VORAGO and wolfSSL Partner to Secure the Next Generation of Satellites

At SmallSat Symposium 2026, VORAGO Technologies, a radiation-hardened and radiation-tolerant chip provider for space applications, announced a software partnership with wolfSSL, a company specialising in embedded cryptography for secure systems, successfully for the last 20 years. This unique partnership delivers radiation-hardened chips with built-in, standards-based cryptographic security for orbital missions, designed for scale from the start.

At the event, the two companies delivered a joint workshop on cyber and radiation resilience in low-Earth, medium-Earth, and geostationary orbit. This included a demonstration of wolfBoot running on the U.S. government-qualified VA41630 microcontroller.

The silicon-software partnership serves the space industry at a time of growth and change. As space becomes a scaled, investable economy, expectations for the electronics that underpin satellite and aerospace systems are rising. Growing constellations, longer mission lifespans, and increased commercial and national security investment are changing how reliability and cybersecurity are evaluated.

“Space systems are no longer isolated assets designed one at a time,” said Bernd Lienhard, CEO of Vorago Technologies. “When you’re deploying fleets that may operate for a decade or more, reliability and security stop being separate conversations. Our partnership with wolfSSL reflects the reality that resilient hardware and trusted cryptography must be engineered together to fortify microcontrollers in extreme environments and ensure space infrastructure is going to scale responsibly.”
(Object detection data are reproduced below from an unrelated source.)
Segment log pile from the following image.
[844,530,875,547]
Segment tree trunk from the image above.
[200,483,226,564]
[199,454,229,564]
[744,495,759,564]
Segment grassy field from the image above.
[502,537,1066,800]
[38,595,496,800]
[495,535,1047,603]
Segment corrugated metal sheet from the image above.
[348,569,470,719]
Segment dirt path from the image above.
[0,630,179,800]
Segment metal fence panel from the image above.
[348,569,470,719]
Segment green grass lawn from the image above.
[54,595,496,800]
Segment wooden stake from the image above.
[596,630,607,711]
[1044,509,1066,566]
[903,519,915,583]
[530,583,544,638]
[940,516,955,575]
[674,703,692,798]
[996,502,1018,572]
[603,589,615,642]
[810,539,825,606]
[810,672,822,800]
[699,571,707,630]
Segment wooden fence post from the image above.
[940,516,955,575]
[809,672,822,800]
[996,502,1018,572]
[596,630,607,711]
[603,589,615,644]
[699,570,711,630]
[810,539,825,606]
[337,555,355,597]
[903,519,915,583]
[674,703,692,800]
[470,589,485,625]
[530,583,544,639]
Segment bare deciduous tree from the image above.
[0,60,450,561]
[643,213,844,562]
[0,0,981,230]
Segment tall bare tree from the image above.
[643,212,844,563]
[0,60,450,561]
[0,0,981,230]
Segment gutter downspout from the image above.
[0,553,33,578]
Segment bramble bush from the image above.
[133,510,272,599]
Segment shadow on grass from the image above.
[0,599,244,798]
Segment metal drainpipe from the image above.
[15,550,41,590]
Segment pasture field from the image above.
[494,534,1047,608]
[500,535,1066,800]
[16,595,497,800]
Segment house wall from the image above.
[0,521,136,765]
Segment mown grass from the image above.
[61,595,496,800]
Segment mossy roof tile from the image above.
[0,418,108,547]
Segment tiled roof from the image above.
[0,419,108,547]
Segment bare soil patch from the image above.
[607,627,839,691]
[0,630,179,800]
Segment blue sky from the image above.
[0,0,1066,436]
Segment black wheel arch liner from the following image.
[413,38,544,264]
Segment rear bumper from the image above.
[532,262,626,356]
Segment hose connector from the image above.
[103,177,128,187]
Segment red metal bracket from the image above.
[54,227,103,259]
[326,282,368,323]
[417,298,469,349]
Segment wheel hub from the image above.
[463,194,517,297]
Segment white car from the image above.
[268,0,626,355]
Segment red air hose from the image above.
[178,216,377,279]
Radiation Protection and Cybersecurity Must Scale Together

Early space missions were defined by small numbers of high-value assets. Today, satellite constellations are expanding from dozens of nodes to hundreds or thousands, operating in increasingly harsh conditions. In this context, a single weakness—whether caused by radiation-induced faults or insecure communications—can propagate across an entire fleet.

VORAGO and wolfSSL address this shift comprehensively by aligning resilient silicon with cryptographic protections designed for constrained, mission-critical systems. The collaboration supports Vorago’s VA4 family of microcontrollers (Arm® Cortex®-M4 cores layered with HARDSIL® technology), which are built with inherent radiation protection for satellite and aerospace applications. These VA4 MCUs are optimized with wolfBoot secure bootloader and wolfCrypt, the underlying encryption engine. For VORAGO’s VA4 microcontrollers, this provides the root of trust, firmware authentication, and secure Over-the-Air (OTA) updates designed to bridge the gap between cyber and radiation threat, providing full protection for orbital missions.

Designing for Long Missions and Evolving Threats

As space systems become longer-lived infrastructure, security requirements extend well beyond launch. Encryption, secure boot, and data integrity must remain dependable over 10–15-year lifespans and as threat models evolve. wolfSSL contributes embedded cryptography optimised for these constraints, with support for FIPS-certified implementations, long-term validation, and the ability to adapt cryptographic approaches without replacing hardware.

“When cryptography is replicated across an entire constellation, practices that were acceptable for a single spacecraft become systemic risks,” said Todd Ouska, Chief Technology Officer at wolfSSL. “This environment calls for cryptography that’s purpose-built for radiation-proof processors and designed with longevity in mind. By combining our approach to validated, adaptable cryptography with Vorago’s resilient silicon, we’re helping customers scale space systems without scaling exposure.”

Building Trustworthy Infrastructure as Space Expands

By integrating both HARDSIL technology and cryptographic security at the silicon level, VORAGO and wolfSSL are addressing a core challenge of the modern space economy: maintaining trust, safety, and greater environmental protection as systems grow larger, more interconnected, and more economically significant. The collaboration reflects a shared focus on ensuring that as space scales, the reliability and security of its foundational electronics scale with it – while reducing preventable satellite failures that contribute to space debris.